What are small language models?

What are small language models?

Over the past two years, AI language models have gotten really really good. Chatbots like ChatGPT, text generators like Jasper, and built-in assistants like Notion AI have gone from impressive tech demos to genuinely useful productivity tools as the state-of-the-art large language models (LLMs) that they rely on have continued to grow in size and power.

But when it first launched, ChatGPT was still pretty impressive. Sure, it might have hallucinated a touch more often and its poetry would occasionally flub a rhyme, but it could still get a lot of things right. It was perfect at summarizing a few paragraphs of text, making an email more formal, or fixing up a few grammar mistakes.

Even though the flashiest LLMs keep getting bigger and more powerful, there are still smaller large language models—or small language models—that are more than capable of working effectively in the real world. And that’s before you even factor in the cost of running large language models. In most cases, you should be employing the smallest language model that will reliably do the job you need it to, not the largest one you can. 

So let’s take a look at small language models, how they differ from large language models, and what they’re good for. 

SLM vs. LLM: What is a small language model?

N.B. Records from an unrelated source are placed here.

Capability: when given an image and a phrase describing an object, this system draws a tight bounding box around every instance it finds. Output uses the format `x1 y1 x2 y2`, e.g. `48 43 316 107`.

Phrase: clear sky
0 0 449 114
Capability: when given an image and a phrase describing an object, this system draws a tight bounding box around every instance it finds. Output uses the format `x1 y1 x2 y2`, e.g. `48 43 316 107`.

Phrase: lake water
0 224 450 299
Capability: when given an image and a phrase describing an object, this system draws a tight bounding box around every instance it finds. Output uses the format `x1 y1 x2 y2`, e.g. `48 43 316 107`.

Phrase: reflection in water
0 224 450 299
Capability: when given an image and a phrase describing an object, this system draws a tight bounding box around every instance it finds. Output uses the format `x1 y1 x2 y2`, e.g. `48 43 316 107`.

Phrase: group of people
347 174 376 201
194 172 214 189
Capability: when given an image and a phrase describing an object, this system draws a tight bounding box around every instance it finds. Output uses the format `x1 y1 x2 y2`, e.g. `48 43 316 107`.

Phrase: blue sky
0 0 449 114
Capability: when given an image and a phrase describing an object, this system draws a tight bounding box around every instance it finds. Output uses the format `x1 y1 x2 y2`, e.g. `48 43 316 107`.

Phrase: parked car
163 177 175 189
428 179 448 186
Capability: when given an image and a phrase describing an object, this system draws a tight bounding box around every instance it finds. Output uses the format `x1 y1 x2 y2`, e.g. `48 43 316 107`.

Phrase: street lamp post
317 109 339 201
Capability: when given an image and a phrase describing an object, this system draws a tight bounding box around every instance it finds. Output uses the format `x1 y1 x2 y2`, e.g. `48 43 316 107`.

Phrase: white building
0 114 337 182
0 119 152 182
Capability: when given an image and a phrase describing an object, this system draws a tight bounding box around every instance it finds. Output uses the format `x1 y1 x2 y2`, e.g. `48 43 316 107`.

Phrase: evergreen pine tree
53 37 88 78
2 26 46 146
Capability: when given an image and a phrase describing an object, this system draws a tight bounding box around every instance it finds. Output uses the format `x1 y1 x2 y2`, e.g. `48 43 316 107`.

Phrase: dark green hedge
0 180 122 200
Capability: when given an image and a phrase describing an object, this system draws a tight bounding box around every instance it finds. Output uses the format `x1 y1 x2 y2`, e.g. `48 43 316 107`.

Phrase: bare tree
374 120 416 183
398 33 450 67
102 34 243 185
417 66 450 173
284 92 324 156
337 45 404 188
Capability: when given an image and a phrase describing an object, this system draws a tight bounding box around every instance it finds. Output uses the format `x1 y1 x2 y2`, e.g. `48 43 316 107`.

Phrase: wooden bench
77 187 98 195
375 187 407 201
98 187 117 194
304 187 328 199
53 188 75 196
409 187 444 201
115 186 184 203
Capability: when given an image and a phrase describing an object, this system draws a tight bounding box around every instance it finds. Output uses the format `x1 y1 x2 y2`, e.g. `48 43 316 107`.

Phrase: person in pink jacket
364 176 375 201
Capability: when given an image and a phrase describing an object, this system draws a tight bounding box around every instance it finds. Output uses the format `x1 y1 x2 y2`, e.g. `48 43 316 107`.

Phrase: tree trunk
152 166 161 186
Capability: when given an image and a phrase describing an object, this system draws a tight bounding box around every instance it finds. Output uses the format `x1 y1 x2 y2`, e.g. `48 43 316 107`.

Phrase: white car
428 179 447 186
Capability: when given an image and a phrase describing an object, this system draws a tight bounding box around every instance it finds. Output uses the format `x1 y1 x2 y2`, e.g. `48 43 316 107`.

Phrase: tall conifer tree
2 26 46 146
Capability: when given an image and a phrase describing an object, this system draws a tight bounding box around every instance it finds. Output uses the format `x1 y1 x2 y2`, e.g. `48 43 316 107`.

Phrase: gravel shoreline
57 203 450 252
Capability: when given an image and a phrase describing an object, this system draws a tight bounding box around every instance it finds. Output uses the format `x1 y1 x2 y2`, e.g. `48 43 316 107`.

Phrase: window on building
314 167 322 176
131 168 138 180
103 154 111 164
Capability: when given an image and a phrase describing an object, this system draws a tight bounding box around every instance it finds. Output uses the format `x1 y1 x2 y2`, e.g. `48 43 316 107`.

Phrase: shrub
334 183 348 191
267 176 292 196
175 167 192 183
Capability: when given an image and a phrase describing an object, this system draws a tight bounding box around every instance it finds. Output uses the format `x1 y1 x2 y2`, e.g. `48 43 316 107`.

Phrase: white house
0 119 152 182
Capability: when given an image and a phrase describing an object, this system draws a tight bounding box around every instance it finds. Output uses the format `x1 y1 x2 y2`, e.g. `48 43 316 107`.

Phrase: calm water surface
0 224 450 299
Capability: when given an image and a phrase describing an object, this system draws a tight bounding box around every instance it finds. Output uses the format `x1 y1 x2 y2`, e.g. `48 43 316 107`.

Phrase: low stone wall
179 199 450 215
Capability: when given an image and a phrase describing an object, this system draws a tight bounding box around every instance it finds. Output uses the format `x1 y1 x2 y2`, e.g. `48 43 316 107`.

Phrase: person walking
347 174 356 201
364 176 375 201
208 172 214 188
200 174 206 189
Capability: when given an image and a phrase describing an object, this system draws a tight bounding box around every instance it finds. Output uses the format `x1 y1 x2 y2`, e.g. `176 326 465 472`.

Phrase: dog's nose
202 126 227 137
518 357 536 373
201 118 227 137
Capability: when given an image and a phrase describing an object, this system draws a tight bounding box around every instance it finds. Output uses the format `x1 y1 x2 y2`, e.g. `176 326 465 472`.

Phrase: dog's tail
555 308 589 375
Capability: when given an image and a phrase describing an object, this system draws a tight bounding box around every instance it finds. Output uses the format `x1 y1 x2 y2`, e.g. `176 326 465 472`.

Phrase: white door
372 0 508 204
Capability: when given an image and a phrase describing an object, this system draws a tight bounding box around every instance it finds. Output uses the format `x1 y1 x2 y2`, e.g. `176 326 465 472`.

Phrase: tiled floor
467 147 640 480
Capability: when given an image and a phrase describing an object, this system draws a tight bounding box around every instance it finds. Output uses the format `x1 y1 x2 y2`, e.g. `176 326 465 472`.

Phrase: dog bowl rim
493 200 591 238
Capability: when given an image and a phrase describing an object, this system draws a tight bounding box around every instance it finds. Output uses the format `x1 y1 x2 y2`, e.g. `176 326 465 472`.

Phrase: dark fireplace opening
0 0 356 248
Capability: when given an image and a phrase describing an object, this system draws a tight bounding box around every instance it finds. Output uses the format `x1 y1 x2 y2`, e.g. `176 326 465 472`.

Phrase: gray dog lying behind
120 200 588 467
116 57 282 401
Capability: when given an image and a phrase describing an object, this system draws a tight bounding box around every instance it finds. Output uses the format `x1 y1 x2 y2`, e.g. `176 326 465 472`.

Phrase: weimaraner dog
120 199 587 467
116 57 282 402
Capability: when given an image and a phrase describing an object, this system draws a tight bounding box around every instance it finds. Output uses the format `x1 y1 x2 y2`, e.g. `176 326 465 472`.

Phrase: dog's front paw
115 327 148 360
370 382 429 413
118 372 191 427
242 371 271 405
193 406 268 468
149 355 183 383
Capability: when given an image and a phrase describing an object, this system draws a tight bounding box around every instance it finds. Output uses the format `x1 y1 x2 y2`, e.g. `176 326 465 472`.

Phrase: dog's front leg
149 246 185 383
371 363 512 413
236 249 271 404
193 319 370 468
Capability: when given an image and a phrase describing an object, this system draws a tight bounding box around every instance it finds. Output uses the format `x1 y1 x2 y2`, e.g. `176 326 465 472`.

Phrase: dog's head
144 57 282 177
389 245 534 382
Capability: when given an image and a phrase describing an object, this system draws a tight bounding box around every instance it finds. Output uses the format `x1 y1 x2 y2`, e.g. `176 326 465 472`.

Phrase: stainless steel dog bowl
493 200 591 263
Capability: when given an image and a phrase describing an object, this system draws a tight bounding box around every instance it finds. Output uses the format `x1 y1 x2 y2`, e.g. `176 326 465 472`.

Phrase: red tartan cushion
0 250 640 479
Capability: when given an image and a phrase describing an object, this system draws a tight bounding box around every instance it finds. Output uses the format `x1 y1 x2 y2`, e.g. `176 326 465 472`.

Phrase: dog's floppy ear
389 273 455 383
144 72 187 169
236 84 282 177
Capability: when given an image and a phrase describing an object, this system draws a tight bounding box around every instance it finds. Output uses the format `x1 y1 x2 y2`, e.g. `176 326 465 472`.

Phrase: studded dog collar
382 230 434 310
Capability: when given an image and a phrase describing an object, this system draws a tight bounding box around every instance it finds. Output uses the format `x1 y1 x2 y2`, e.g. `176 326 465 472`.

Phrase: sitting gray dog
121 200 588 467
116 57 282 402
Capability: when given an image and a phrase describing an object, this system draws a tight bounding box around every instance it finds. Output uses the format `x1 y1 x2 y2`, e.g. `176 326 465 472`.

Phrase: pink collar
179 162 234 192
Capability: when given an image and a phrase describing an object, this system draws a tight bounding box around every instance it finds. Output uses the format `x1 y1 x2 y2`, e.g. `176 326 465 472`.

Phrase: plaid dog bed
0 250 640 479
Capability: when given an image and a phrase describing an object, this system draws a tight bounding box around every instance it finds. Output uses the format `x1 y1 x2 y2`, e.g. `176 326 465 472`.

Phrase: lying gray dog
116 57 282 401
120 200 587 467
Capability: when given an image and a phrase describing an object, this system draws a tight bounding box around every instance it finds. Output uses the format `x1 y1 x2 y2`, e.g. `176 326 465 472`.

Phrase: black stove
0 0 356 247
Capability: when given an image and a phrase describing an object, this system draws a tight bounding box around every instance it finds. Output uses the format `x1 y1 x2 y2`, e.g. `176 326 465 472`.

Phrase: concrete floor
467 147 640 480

A small language model (SLM) is a small large language model. I know that sounds kind of silly, but as large language models have become larger and (as a result) more powerful, there’s been the need for a handy term to categorize small, lightweight language models that still use the same state-of-the-art technologies. 

One way to measure the size of language models is with the number of parameters they have. Each parameter corresponds to a connection between the nodes in the neural network. In a model with a billion parameters, there are a billion connections between nodes, regardless of how the nodes are arranged. This allows for a rough comparison of size between different language models, regardless of the structure of the underlying neural networks.

Of course, the number of parameters that the best large language models have has grown over time. 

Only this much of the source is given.